Vrai ou faux : les idées reçues

  1. « Autant pour moi est la seule forme correcte. » FAUX : c’est « au temps pour moi » qui est recommandé, même si « autant » est très courant.

  2. « Au temps pour moi vient du vocabulaire militaire et musical. » PLUTÔT VRAI : c’est l’explication traditionnelle, liée au commandement « au temps ! » qui marque une reprise, même si l’origine reste discutée.

  3. « Les deux formes se prononcent différemment. » FAUX : à l’oral, elles sont identiques ; seule l’écriture les distingue.

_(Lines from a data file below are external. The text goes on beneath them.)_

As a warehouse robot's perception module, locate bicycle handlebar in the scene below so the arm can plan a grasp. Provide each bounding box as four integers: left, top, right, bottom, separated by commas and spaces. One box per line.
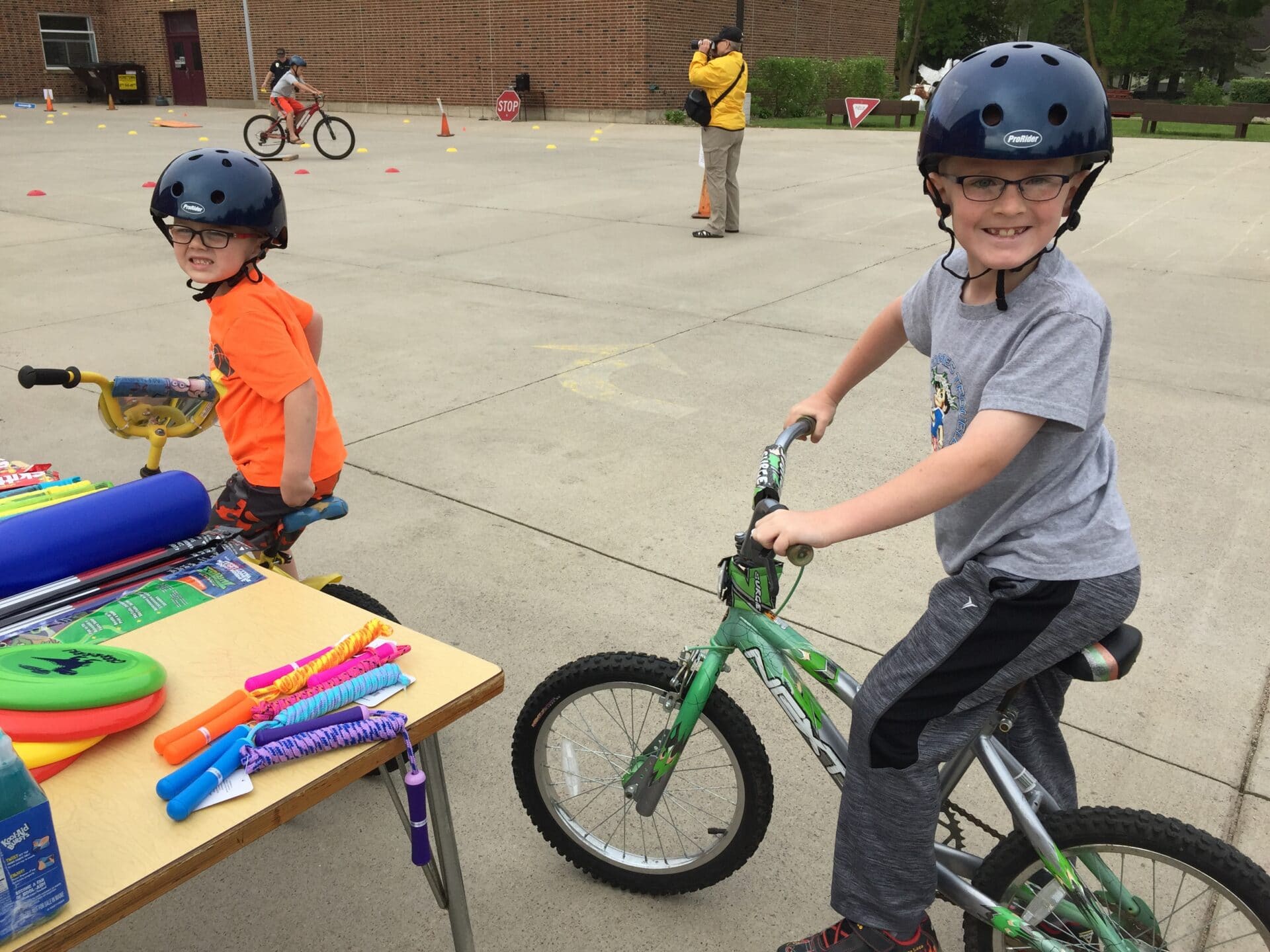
18, 364, 83, 389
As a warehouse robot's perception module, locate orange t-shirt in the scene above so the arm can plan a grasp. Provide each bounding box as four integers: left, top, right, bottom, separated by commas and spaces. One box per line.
207, 276, 348, 486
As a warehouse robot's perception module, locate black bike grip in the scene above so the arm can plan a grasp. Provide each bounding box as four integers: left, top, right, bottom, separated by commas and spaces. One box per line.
18, 364, 80, 389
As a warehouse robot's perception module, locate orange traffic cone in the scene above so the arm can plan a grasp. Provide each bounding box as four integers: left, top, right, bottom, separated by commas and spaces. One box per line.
692, 175, 710, 218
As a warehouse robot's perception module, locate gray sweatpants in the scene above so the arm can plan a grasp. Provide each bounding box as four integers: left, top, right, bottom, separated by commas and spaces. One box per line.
831, 561, 1140, 935
701, 126, 745, 235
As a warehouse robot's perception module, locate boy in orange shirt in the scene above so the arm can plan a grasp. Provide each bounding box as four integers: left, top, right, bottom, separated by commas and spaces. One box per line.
150, 149, 348, 575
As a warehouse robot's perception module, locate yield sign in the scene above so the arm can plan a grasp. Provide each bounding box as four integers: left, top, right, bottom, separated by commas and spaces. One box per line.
847, 97, 881, 128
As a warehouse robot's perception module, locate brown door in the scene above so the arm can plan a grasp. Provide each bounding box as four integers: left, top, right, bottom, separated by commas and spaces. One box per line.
163, 10, 207, 105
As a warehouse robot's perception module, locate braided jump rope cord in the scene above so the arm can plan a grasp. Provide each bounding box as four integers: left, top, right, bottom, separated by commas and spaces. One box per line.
273, 664, 410, 723
251, 618, 392, 701
241, 711, 405, 773
251, 645, 410, 721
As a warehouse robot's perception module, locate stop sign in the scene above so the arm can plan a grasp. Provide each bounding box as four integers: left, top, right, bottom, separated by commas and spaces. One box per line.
494, 89, 521, 122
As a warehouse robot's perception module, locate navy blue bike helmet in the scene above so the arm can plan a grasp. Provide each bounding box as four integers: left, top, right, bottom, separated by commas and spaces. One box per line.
917, 43, 1113, 311
150, 149, 287, 301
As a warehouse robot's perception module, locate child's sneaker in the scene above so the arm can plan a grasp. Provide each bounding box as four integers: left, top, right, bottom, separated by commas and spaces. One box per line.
776, 915, 940, 952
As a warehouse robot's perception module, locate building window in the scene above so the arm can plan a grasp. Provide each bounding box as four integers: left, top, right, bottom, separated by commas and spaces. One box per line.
40, 13, 97, 70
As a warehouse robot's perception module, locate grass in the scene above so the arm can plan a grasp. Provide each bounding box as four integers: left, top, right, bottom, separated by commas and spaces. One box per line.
751, 113, 1270, 142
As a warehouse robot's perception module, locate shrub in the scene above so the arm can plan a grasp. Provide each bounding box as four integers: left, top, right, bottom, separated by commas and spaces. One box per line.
1230, 76, 1270, 103
749, 56, 893, 117
1183, 76, 1226, 105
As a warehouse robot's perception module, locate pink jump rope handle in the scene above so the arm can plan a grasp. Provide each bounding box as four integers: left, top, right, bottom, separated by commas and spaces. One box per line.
405, 767, 432, 865
305, 645, 396, 688
243, 646, 330, 690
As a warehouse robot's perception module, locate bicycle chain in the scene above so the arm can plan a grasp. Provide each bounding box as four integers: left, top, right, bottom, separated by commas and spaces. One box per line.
944, 800, 1006, 842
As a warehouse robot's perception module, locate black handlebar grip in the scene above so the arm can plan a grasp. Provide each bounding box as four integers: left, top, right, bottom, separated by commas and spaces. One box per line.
18, 364, 80, 389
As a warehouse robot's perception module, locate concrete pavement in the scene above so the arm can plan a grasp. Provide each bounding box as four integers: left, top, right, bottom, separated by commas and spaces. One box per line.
0, 105, 1270, 952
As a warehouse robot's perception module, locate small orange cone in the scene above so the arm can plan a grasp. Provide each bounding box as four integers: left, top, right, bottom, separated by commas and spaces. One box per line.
692, 175, 710, 218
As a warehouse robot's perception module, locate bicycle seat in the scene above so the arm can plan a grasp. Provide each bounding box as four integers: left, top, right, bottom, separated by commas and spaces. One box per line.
1054, 625, 1142, 682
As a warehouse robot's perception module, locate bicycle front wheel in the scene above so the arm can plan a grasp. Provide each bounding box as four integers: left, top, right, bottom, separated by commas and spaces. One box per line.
965, 807, 1270, 952
512, 653, 772, 895
243, 113, 287, 157
314, 116, 357, 159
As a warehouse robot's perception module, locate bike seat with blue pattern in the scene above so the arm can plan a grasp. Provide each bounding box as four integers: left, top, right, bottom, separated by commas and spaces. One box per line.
1054, 625, 1142, 682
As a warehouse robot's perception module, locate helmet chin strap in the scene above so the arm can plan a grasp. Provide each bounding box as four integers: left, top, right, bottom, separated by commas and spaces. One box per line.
922, 160, 1110, 311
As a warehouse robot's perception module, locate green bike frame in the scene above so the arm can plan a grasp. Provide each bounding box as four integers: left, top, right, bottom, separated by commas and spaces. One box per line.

  4. « Dans une copie, je peux écrire autant pour moi sans risque. » FAUX : mieux vaut écrire « au temps pour moi » dans tout écrit soigné.

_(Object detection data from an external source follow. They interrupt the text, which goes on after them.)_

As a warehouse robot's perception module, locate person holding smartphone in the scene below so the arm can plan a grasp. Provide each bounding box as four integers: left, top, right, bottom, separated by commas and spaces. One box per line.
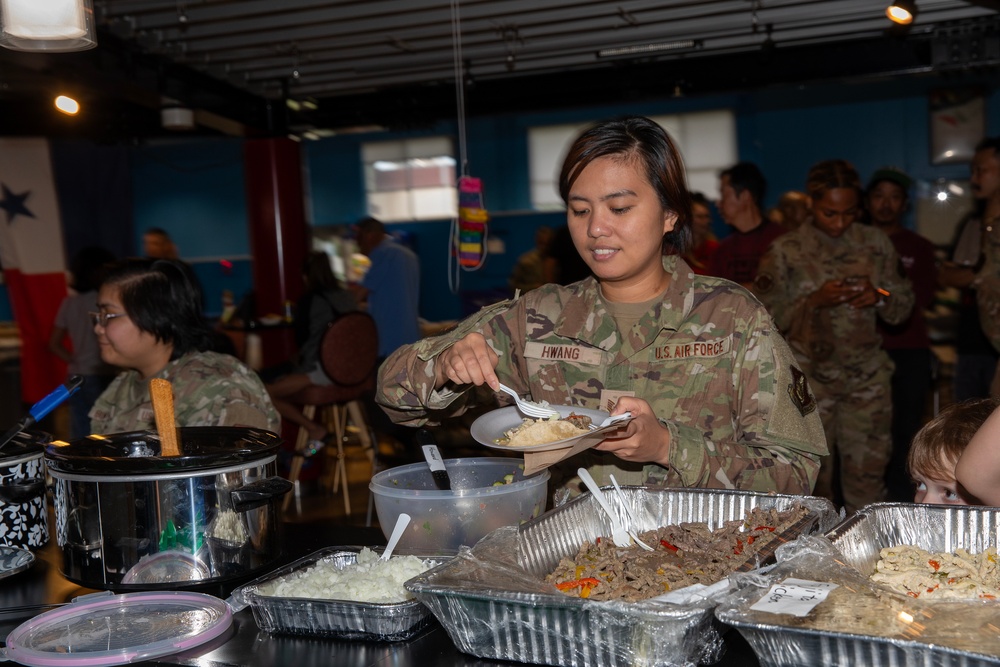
753, 160, 914, 512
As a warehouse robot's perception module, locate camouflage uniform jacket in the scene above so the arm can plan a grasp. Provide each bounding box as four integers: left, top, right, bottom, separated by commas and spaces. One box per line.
376, 257, 827, 493
90, 352, 281, 433
754, 223, 915, 388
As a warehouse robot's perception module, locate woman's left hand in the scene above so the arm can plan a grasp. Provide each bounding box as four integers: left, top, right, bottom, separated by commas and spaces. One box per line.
594, 396, 670, 466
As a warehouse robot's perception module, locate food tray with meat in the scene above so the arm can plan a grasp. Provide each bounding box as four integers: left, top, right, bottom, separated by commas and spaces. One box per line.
406, 487, 838, 667
716, 503, 1000, 667
228, 546, 451, 641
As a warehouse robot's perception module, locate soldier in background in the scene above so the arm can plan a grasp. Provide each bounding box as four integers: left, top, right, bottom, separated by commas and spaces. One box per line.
754, 160, 914, 512
867, 167, 937, 502
377, 117, 826, 493
938, 137, 1000, 401
707, 162, 786, 289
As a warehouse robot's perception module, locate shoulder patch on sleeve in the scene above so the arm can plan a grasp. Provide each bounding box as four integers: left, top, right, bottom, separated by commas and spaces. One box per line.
788, 366, 816, 417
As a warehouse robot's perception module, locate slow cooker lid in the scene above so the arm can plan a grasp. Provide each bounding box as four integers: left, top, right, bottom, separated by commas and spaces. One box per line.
45, 426, 282, 474
5, 591, 233, 667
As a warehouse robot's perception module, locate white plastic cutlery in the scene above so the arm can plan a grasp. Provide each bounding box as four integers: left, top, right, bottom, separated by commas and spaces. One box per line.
589, 412, 632, 431
500, 383, 559, 419
576, 468, 632, 547
608, 473, 653, 551
379, 512, 410, 560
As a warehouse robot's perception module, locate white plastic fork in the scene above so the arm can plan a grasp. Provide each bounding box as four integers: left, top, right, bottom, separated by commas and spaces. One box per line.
588, 412, 632, 431
576, 468, 632, 547
608, 473, 653, 551
500, 383, 559, 419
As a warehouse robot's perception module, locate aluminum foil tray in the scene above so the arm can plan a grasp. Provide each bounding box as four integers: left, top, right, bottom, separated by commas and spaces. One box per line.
228, 547, 451, 641
406, 487, 838, 667
716, 503, 1000, 667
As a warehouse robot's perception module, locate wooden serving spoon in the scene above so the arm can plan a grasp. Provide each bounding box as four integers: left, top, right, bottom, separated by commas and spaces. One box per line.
149, 378, 181, 456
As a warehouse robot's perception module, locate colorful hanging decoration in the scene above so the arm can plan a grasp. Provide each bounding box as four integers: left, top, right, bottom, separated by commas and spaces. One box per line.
456, 176, 490, 270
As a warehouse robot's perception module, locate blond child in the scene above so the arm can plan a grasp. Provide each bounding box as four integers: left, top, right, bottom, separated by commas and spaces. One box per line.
906, 398, 1000, 505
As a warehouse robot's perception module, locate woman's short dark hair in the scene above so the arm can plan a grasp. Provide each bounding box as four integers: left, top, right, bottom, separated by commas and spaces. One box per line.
559, 116, 691, 254
101, 259, 213, 360
302, 250, 340, 292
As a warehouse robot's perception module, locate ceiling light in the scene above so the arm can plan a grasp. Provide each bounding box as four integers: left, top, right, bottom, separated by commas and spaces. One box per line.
0, 0, 97, 51
885, 0, 919, 25
55, 95, 80, 116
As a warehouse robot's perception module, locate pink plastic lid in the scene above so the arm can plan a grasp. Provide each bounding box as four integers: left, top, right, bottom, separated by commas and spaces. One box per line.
4, 591, 233, 667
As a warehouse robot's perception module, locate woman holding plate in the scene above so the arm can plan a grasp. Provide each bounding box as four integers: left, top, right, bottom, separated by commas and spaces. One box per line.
376, 117, 826, 493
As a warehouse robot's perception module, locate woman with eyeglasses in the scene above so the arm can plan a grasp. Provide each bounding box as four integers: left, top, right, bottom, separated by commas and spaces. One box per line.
376, 117, 826, 493
90, 260, 280, 433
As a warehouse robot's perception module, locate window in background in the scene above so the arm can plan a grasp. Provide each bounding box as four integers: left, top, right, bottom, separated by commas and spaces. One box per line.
528, 109, 737, 211
361, 137, 458, 222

Trois bonnes raisons de préférer « au temps pour moi »

Face à un usage aussi hésitant, on peut résumer la question au temps pour moi ou autant pour moi en trois arguments simples et solides.

  1. C’est la forme recommandée : les ouvrages de référence retiennent « au temps pour moi » comme la graphie correcte. Dans une copie ou un écrit professionnel, elle ne sera jamais comptée comme une faute.

  2. Elle a une logique : issue de l’idée d’un « temps » à reprendre après une erreur, elle raconte précisément ce qu’on veut dire — admettre sa méprise et recommencer.

  3. Elle te distingue : bien peu de gens l’écrivent correctement ; maîtriser « au temps pour moi » est un petit marqueur d’exigence, très apprécié à l’écrit.

En gardant ces repères, tu ne verras plus au temps pour moi ou autant pour moi comme un piège, mais comme une occasion de montrer une orthographe sûre — et, au passage, une jolie culture de la langue.

FAQ — au temps pour moi ou autant pour moi

La forme recommandée est « au temps pour moi », en trois mots avec « temps ». « Autant pour moi » est très répandue mais considérée comme fautive dans l’usage de référence. À l’écrit soigné, privilégie « au temps pour moi ».

L’expression sert à reconnaître son erreur : « je me suis trompé, c’est ma faute, je reprends ». On l’emploie pour admettre une méprise et corriger, souvent à l’oral.

On la rattache au commandement « au temps ! », utilisé à l’exercice militaire et en musique pour marquer un temps et reprendre un mouvement mal exécuté. Par extension, « au temps pour moi » signifie que c’est à cause de moi qu’il faut reprendre. L’origine exacte reste toutefois discutée.

Parce que cette graphie paraît logique (« à moi aussi », « autant d’erreurs pour moi ») et que l’oral ne distingue pas les deux formes. C’est pourquoi l’erreur est aussi fréquente, mais « au temps pour moi » reste la forme à privilégier.

Il est généralement considéré comme incorrect dans l’usage de référence, même si quelques linguistes l’ont défendu et qu’il est toléré à l’oral. Dans un contexte formel, mieux vaut écrire « au temps pour moi ».

Oui : sur le même modèle, on peut dire « au temps pour toi », « au temps pour lui »… pour souligner que c’est l’autre qui s’est trompé et doit reprendre. La logique reste celle du « temps » à recommencer après une erreur.

L’expression est passe-partout : plutôt vive et un brin élégante, elle convient à l’oral courant comme à un écrit soigné, y compris professionnel. C’est justement dans ces contextes soignés qu’il faut veiller à la bonne graphie, « au temps pour moi ».

L’expression est figée : elle ne se met pas au pluriel. On dit « au temps pour moi » (ou « pour toi », « pour lui »), mais pas « aux temps pour nous ». C’est une locution qu’on emploie telle quelle.

Conclusion

Entre au temps pour moi ou autant pour moi, le doute n’a plus lieu d’être : la forme à retenir est « au temps pour moi », héritée de l’idée d’un « temps » à reprendre après une erreur. « Autant pour moi » a beau être partout, il reste déconseillé à l’écrit soigné. Retiens la bonne graphie une fois pour toutes, garde en tête l’image du mouvement à recommencer, et tu ne te tromperas plus — ou alors, tu pourras l’avouer avec élégance : au temps pour toi.